Step 2: Deprecate existential function arguments, replace them with generic functions under-the-hood.

Now that we have access to a value's full API through generics, we really don't have any need of read-only existential function parameters any more. Legacy code still has to be supported, but any future code like:

func takesExistential(arg: MyProto) {
}

Should trigger a warning and be automatically duplicated as generic functions, which is what modern compilers will generate calls to. Since existentials automatically get unboxed, this should be a source-compatible change.

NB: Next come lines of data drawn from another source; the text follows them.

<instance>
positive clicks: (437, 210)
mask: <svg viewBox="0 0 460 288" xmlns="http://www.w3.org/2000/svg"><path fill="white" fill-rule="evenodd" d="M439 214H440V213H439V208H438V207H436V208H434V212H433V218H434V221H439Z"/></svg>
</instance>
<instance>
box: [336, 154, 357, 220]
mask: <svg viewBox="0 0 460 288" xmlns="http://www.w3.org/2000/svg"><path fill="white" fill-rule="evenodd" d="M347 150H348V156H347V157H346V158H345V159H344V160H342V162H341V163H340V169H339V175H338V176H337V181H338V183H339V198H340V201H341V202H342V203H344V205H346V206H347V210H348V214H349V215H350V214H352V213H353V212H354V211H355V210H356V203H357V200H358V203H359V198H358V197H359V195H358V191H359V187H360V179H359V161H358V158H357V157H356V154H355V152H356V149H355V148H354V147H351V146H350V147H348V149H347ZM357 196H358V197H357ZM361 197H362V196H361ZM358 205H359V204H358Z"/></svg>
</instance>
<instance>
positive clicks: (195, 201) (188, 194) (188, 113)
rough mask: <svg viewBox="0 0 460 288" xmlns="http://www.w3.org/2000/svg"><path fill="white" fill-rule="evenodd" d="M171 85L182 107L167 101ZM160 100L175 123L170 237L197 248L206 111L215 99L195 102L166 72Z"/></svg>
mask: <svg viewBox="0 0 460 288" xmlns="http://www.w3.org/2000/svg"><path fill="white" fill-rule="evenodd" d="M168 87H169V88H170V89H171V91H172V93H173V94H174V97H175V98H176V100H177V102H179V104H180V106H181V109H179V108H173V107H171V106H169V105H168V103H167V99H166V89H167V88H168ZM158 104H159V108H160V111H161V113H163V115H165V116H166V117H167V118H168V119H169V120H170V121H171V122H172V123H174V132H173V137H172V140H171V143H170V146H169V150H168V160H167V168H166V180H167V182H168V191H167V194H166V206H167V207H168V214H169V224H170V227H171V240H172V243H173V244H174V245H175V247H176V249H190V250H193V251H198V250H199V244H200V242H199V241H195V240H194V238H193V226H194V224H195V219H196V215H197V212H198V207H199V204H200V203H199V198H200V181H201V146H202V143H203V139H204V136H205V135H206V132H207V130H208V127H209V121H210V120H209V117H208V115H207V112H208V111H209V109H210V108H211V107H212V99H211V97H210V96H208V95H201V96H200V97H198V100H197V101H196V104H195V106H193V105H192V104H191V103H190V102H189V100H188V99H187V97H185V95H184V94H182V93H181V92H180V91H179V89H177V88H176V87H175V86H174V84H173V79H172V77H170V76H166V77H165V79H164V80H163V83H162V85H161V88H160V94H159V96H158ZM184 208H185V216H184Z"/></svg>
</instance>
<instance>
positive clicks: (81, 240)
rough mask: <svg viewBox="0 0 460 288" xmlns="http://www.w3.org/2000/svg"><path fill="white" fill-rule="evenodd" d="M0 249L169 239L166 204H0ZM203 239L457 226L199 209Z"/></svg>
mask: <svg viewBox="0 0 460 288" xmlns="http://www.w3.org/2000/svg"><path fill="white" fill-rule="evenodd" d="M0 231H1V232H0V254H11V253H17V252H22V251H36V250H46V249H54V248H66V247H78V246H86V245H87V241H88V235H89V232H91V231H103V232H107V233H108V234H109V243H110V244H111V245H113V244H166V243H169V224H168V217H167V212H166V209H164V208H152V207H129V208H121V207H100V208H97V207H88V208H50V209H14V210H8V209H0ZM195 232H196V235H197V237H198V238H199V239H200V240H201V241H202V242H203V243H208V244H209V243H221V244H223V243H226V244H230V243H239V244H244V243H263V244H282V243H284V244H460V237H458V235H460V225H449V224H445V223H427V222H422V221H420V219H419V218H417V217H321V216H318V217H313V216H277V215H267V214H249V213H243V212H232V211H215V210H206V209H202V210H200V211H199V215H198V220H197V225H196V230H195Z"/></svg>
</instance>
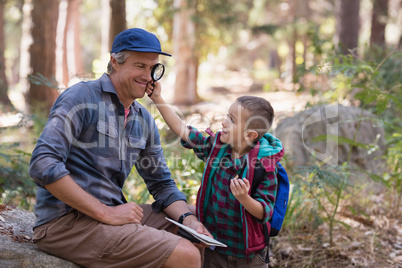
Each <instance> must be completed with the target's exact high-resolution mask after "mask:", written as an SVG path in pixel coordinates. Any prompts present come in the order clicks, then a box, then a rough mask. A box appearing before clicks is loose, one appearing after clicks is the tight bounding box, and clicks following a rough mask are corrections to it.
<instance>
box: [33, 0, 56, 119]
mask: <svg viewBox="0 0 402 268" xmlns="http://www.w3.org/2000/svg"><path fill="white" fill-rule="evenodd" d="M58 16H59V1H57V0H34V1H33V8H32V29H31V35H32V40H33V42H32V44H31V46H30V47H29V53H30V65H31V68H32V74H33V76H32V75H31V76H30V87H29V91H28V93H27V102H28V104H29V108H30V112H37V111H46V112H49V111H50V108H51V107H52V105H53V103H54V101H55V100H56V98H57V96H58V95H59V94H58V92H57V90H56V88H57V82H56V81H55V73H56V32H57V20H58ZM38 78H39V79H38Z"/></svg>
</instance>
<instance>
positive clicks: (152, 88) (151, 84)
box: [148, 81, 155, 97]
mask: <svg viewBox="0 0 402 268" xmlns="http://www.w3.org/2000/svg"><path fill="white" fill-rule="evenodd" d="M151 85H152V90H153V88H154V87H155V81H153V82H152V84H151ZM151 96H152V92H151V93H149V94H148V97H151Z"/></svg>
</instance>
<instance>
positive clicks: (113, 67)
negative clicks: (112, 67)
mask: <svg viewBox="0 0 402 268" xmlns="http://www.w3.org/2000/svg"><path fill="white" fill-rule="evenodd" d="M110 62H111V63H112V67H113V69H116V67H117V66H118V65H119V64H118V63H117V60H116V58H115V57H113V55H111V56H110Z"/></svg>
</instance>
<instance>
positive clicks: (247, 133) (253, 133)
mask: <svg viewBox="0 0 402 268" xmlns="http://www.w3.org/2000/svg"><path fill="white" fill-rule="evenodd" d="M246 137H247V140H249V141H250V142H251V143H253V142H254V141H255V140H256V139H257V137H258V133H257V131H255V130H247V135H246Z"/></svg>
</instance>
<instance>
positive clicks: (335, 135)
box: [301, 104, 339, 167]
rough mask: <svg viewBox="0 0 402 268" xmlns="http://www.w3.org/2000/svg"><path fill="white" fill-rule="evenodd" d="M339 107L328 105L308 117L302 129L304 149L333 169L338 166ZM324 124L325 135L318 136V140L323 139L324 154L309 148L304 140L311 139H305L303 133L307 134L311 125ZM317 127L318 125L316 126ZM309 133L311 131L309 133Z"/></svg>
mask: <svg viewBox="0 0 402 268" xmlns="http://www.w3.org/2000/svg"><path fill="white" fill-rule="evenodd" d="M338 114H339V107H338V105H337V104H329V105H325V106H324V107H322V108H320V109H318V110H317V111H315V112H314V113H313V114H312V115H310V116H309V117H308V118H307V119H306V120H305V121H304V123H303V127H302V133H301V135H302V142H303V146H304V148H305V149H306V150H307V151H308V152H309V153H310V154H312V155H314V156H315V157H316V158H317V159H318V160H320V161H323V162H324V163H326V164H328V165H330V166H332V167H335V166H337V165H338V159H339V158H338V130H339V120H338ZM315 123H319V124H321V125H322V124H325V127H326V134H325V135H321V136H319V139H318V140H323V139H324V138H325V144H326V148H325V151H324V152H319V151H317V150H314V149H313V148H311V147H310V146H309V145H308V144H306V142H305V140H307V139H310V140H311V138H312V137H307V138H306V139H305V136H304V133H305V132H307V128H308V127H314V126H313V124H315ZM317 125H318V124H317ZM310 133H311V131H310Z"/></svg>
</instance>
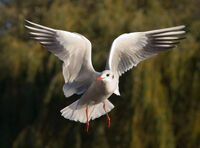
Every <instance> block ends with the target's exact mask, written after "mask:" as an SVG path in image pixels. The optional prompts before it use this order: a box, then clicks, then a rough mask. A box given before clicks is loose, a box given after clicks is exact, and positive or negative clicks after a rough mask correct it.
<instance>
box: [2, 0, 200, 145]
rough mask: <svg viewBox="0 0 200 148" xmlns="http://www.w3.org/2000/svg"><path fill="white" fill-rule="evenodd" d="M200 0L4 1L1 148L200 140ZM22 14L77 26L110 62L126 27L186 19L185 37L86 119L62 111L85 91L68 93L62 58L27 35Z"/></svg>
mask: <svg viewBox="0 0 200 148" xmlns="http://www.w3.org/2000/svg"><path fill="white" fill-rule="evenodd" d="M199 6H200V1H199V0H190V1H189V0H176V1H174V0H165V1H159V0H152V1H150V0H117V1H116V0H101V1H98V0H57V1H56V0H42V1H41V0H26V1H24V0H1V1H0V147H2V148H9V147H14V148H21V147H26V148H31V147H34V148H35V147H38V148H40V147H41V148H44V147H45V148H64V147H65V148H66V147H69V148H90V147H94V148H102V147H103V148H111V147H115V148H133V147H134V148H146V147H148V148H157V147H159V148H175V147H176V148H198V147H200V29H199V28H200V9H199ZM24 19H28V20H31V21H34V22H36V23H39V24H42V25H46V26H49V27H53V28H57V29H62V30H68V31H72V32H78V33H80V34H83V35H84V36H86V37H87V38H88V39H89V40H90V41H91V42H92V44H93V55H92V60H93V64H94V67H95V69H96V70H97V71H101V70H103V69H104V66H105V61H106V58H107V54H108V52H109V48H110V46H111V44H112V41H113V40H114V39H115V38H116V37H117V36H119V35H120V34H122V33H125V32H136V31H146V30H153V29H160V28H164V27H171V26H175V25H182V24H186V25H187V26H188V28H189V30H190V32H189V33H188V34H187V39H186V40H184V41H182V43H181V44H180V45H178V47H177V48H176V49H174V50H170V51H167V52H165V53H161V54H159V56H156V57H154V58H152V59H149V60H147V61H144V62H142V63H141V64H139V65H138V66H137V67H135V68H134V69H133V70H132V71H129V72H128V73H126V74H125V75H123V77H122V78H120V92H121V97H117V96H115V95H113V96H112V97H111V98H110V100H111V102H112V103H113V104H114V105H115V108H114V109H113V110H112V111H111V112H110V113H109V114H110V117H111V127H110V128H109V129H108V128H106V116H103V117H101V118H99V119H97V120H95V121H91V127H90V129H89V133H88V134H87V133H85V132H84V126H85V125H84V124H81V123H76V122H72V121H69V120H66V119H64V118H63V117H61V116H60V112H59V111H60V109H62V108H63V107H65V106H67V105H69V104H70V103H72V102H73V101H75V100H76V99H78V98H79V97H80V96H73V97H71V98H69V99H68V98H65V97H64V95H63V92H62V86H63V84H64V79H63V76H62V62H61V61H59V60H58V59H57V58H56V57H55V56H54V55H52V54H50V53H49V52H48V51H47V50H46V49H44V48H42V47H41V46H40V45H39V44H38V43H37V42H36V41H32V40H30V39H29V38H28V34H27V30H26V29H25V28H24V23H25V22H24Z"/></svg>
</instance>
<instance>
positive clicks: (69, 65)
mask: <svg viewBox="0 0 200 148" xmlns="http://www.w3.org/2000/svg"><path fill="white" fill-rule="evenodd" d="M26 22H27V25H25V27H26V28H27V29H28V30H30V32H29V34H30V37H31V38H32V39H35V40H37V41H39V42H40V44H41V45H42V46H44V47H46V48H47V49H48V50H49V51H50V52H52V53H53V54H54V55H56V56H57V57H58V58H59V59H60V60H62V61H63V75H64V79H65V85H64V87H63V91H64V94H65V96H66V97H69V96H71V95H73V94H74V93H77V94H80V93H83V92H84V91H85V90H86V89H87V88H88V87H89V85H90V84H91V81H92V78H93V77H96V75H97V72H96V71H95V70H94V68H93V66H92V62H91V43H90V41H89V40H88V39H87V38H85V37H84V36H82V35H80V34H78V33H72V32H68V31H62V30H56V29H52V28H49V27H45V26H42V25H39V24H36V23H33V22H30V21H26Z"/></svg>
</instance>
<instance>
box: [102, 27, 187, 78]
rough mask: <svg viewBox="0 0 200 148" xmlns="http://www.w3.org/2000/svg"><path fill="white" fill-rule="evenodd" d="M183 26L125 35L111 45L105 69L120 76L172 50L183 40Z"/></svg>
mask: <svg viewBox="0 0 200 148" xmlns="http://www.w3.org/2000/svg"><path fill="white" fill-rule="evenodd" d="M184 28H185V26H184V25H182V26H176V27H171V28H165V29H158V30H153V31H146V32H135V33H126V34H122V35H120V36H119V37H118V38H116V39H115V40H114V42H113V44H112V47H111V50H110V53H109V57H108V60H107V64H106V69H110V70H112V71H113V72H114V73H116V75H118V76H120V75H122V74H123V73H124V72H126V71H127V70H129V69H131V68H132V67H133V66H137V64H138V63H139V62H141V61H143V60H145V59H148V58H150V57H152V56H155V55H157V54H158V53H160V52H162V51H165V50H168V49H171V48H174V47H176V45H177V44H179V43H180V40H182V39H185V37H183V35H184V34H185V31H184Z"/></svg>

Step 3: New spelling for existentials

Existentials now only serve 3 remaining purposes:

Function parameters where the function may reassign the value to an instance of a different type.
Storage (e.g. in instance variables) of unknown types.
Intentional erasure to hide implementation details

All of these are related to having type/layout-flexible storage, not to abstracting functionality, which I think is a good sign. We can introduce a new spelling to emphasise this - perhaps Any<MyProto>. These types would have no API; you can only create them and unbox their values. We might even consider making them invalid as read-only function parameters, since you'd have to unbox in to a generic scope to use the value anyway.

Step 4: New spelling for generics

The arguments are summarised well here: Improving the UI of generics, but our UI for generics could certainly use some improvement. With existentials no longer providing their pseudo-generic interfaces, it becomes more important to improve our generics syntax.